对话偏好提取器从用户对话中自动识别偏好、约束、风格等信息,支持中英文关键词矩阵。
pkg/memory/dialog/
├── extractor.go # 关键词提取器
├── keywords_zh.go # 中文关键词矩阵
└── keywords_en.go # 英文关键词矩阵
type PreferenceCategory string
const (
CategoryPreference PreferenceCategory = "preference" // 一般偏好
CategoryConstraint PreferenceCategory = "constraint" // 约束条件
CategoryStyle PreferenceCategory = "style" // 风格偏好
CategoryAudience PreferenceCategory = "audience" // 受众偏好
CategoryLength PreferenceCategory = "length" // 长度偏好
CategoryFormat PreferenceCategory = "format" // 格式偏好
)
// ExtractedPreference 提取的偏好
type ExtractedPreference struct {
Category PreferenceCategory // 分类
Content string // 内容(包含关键词的句子)
Keywords []string // 匹配的关键词
Confidence float64 // 置信度
Timestamp time.Time // 提取时间
}
import "github.com/astercloud/aster/pkg/memory/dialog"
// 使用默认中文关键词
extractor := dialog.NewExtractor(dialog.DefaultChineseKeywords(), nil)
// 使用写作风格关键词(扩展版)
extractor := dialog.NewExtractor(dialog.WritingStyleKeywords(), nil)
// 使用英文关键词
extractor := dialog.NewExtractor(dialog.DefaultEnglishKeywords(), nil)

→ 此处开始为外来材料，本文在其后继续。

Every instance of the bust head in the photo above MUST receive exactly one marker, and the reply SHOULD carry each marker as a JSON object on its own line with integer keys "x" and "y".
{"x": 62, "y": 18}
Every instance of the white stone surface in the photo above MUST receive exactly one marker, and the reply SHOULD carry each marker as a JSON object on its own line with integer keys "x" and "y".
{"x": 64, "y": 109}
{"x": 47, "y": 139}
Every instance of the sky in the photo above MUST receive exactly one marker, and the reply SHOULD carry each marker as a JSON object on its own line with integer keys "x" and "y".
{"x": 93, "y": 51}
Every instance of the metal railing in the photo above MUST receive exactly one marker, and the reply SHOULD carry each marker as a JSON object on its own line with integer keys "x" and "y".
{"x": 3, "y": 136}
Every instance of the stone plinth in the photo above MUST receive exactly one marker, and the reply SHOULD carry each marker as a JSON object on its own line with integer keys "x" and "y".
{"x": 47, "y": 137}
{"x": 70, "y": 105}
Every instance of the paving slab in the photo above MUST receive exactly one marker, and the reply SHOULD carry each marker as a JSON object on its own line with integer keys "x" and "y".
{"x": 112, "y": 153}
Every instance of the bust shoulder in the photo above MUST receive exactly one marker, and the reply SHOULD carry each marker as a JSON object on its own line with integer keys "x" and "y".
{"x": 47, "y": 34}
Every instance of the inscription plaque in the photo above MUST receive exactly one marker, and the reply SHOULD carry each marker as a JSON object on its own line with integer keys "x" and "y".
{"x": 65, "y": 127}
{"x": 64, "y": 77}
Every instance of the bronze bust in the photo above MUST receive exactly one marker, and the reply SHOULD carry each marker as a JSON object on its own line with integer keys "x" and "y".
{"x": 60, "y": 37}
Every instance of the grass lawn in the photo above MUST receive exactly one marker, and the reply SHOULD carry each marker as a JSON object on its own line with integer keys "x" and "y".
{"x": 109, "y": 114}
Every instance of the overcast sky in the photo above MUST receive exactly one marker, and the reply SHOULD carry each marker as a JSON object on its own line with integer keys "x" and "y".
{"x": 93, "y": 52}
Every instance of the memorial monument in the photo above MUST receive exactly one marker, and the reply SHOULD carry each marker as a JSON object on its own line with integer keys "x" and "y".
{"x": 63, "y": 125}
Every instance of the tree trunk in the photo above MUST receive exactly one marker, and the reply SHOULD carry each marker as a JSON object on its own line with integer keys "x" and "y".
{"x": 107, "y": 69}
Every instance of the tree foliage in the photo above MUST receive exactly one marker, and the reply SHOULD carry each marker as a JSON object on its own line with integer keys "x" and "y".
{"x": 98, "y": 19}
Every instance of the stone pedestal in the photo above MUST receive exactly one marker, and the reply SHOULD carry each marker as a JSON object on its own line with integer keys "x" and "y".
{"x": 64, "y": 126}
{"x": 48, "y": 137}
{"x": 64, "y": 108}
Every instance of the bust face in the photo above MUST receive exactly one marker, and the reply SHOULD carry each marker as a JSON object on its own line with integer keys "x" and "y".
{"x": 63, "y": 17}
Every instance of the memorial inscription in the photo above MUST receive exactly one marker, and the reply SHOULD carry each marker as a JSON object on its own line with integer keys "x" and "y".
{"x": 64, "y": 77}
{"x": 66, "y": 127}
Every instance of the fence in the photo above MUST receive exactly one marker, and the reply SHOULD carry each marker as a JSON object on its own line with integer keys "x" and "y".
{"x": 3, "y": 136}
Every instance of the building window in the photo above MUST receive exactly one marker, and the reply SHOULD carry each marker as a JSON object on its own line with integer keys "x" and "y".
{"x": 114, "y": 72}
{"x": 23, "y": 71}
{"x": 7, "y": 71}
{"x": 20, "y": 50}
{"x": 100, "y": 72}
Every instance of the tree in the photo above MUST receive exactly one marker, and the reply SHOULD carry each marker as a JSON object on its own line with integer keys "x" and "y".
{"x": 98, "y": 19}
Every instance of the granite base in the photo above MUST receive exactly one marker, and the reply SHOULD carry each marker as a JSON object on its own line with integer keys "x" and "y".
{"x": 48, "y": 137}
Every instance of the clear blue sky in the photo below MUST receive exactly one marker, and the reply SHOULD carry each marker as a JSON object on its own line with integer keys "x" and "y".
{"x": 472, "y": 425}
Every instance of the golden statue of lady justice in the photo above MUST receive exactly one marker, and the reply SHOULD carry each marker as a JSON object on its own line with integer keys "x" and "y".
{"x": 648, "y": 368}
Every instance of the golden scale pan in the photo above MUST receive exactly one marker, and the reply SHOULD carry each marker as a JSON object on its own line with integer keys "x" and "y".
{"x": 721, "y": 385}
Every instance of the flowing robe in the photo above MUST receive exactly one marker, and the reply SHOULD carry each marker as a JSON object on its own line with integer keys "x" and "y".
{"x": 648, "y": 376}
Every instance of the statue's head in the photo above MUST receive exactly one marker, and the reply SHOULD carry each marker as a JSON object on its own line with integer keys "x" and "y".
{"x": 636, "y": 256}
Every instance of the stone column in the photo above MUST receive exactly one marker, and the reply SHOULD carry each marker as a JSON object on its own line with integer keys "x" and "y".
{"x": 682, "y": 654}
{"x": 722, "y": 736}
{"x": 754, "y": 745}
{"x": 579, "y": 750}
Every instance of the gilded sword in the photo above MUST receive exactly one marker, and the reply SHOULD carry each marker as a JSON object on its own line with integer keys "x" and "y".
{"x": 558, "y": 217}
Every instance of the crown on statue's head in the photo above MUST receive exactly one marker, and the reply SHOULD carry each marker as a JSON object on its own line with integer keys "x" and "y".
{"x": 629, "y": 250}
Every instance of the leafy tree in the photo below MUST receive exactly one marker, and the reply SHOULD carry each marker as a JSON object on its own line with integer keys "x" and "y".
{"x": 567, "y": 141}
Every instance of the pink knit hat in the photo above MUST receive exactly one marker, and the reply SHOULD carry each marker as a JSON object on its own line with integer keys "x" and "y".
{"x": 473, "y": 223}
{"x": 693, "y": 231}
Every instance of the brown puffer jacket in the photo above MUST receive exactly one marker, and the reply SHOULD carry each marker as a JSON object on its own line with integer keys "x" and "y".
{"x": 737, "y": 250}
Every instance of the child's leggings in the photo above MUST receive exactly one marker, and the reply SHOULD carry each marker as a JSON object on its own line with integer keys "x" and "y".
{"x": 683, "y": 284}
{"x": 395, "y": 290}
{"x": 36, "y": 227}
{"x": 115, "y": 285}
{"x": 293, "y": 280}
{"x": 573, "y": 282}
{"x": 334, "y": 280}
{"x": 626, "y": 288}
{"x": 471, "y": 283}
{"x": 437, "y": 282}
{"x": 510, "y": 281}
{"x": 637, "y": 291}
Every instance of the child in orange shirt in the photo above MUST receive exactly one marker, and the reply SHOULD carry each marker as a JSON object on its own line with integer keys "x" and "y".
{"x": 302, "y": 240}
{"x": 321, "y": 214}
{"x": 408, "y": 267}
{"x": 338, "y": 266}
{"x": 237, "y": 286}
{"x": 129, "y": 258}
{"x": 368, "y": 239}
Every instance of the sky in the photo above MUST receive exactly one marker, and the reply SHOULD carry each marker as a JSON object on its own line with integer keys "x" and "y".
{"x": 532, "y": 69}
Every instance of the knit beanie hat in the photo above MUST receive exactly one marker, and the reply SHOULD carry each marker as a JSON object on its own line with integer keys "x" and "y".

message := "我想要轻松一点的风格,字数控制在2000字以内,不要使用网络流行语"
preferences := extractor.Extract(message)
for _, pref := range preferences {
fmt.Printf("[%s] %s (置信度: %.2f)\n",
pref.Category, pref.Content, pref.Confidence)
}
// 输出:
// [preference] 我想要轻松一点的风格 (置信度: 0.60)
// [length] 字数控制在2000字以内 (置信度: 0.60)
// [constraint] 不要使用网络流行语 (置信度: 0.80)
// 检查消息是否包含偏好关键词
if extractor.HasPreferenceKeyword(message) {
// 值得进一步提取
preferences := extractor.Extract(message)
}
// DefaultChineseKeywords 默认中文关键词
func DefaultChineseKeywords() KeywordMatrix {
return KeywordMatrix{
CategoryPreference: {"想要", "希望", "喜欢", "偏好", "倾向", "更喜欢", "觉得", "认为"},
CategoryConstraint: {"必须", "一定要", "不要", "禁止", "不能", "避免", "不允许", "务必"},
CategoryStyle: {"风格", "语气", "调性", "口吻", "正式", "轻松", "幽默", "严肃", "专业"},
CategoryAudience: {"读者", "受众", "目标人群", "给谁看", "用户", "客户"},
CategoryLength: {"字数", "长度", "篇幅", "简短", "简洁", "详细", "控制在"},
CategoryFormat: {"格式", "排版", "列表", "段落", "标题", "markdown"},
}
}
// WritingStyleKeywords 写作风格关键词(扩展)
func WritingStyleKeywords() KeywordMatrix {
// 基于 DefaultChineseKeywords 扩展
// 添加: 文风、笔触、叙述方式、第一人称、第三人称、主题、题材、重点等
}
// ContentPlatformKeywords 内容平台关键词
func ContentPlatformKeywords() KeywordMatrix {
// 添加平台: 微信、公众号、小红书、抖音、知乎、微博、B站等
}
// DefaultEnglishKeywords 默认英文关键词
func DefaultEnglishKeywords() KeywordMatrix {
return KeywordMatrix{
CategoryPreference: {"want", "prefer", "like", "hope", "wish", "would like", "I'd like"},
CategoryConstraint: {"must", "have to", "don't", "do not", "never", "avoid", "should not"},
CategoryStyle: {"style", "tone", "voice", "formal", "casual", "professional", "friendly"},
CategoryAudience: {"reader", "audience", "target", "user", "customer", "intended for"},
CategoryLength: {"words", "length", "short", "brief", "detailed", "comprehensive"},
CategoryFormat: {"format", "layout", "list", "bullet", "paragraph", "heading", "markdown"},
}
}
// TechnicalWritingKeywords 技术写作关键词
func TechnicalWritingKeywords() KeywordMatrix {
// 扩展: technical, documentation, tutorial, guide, step-by-step, code block等
}
// MarketingContentKeywords 营销内容关键词
func MarketingContentKeywords() KeywordMatrix {
// 扩展: persuasive, engaging, call to action, benefits, prospect等
}
extractor := dialog.NewExtractor(nil, nil)
// 设置完整的关键词矩阵
extractor.SetKeywords(dialog.KeywordMatrix{
dialog.CategoryPreference: {"want", "need", "prefer"},
dialog.CategoryConstraint: {"must", "avoid", "don't"},
})
// 向现有类别添加关键词
extractor.AddKeywords(dialog.CategoryStyle, []string{
"vintage", "modern", "minimalist",
})
config := &dialog.ExtractorConfig{
MinConfidence: 0.5, // 最低置信度(低于此值不返回)
MaxExtractLength: 200, // 最大提取长度(防止句子过长)
}
extractor := dialog.NewExtractor(keywords, config)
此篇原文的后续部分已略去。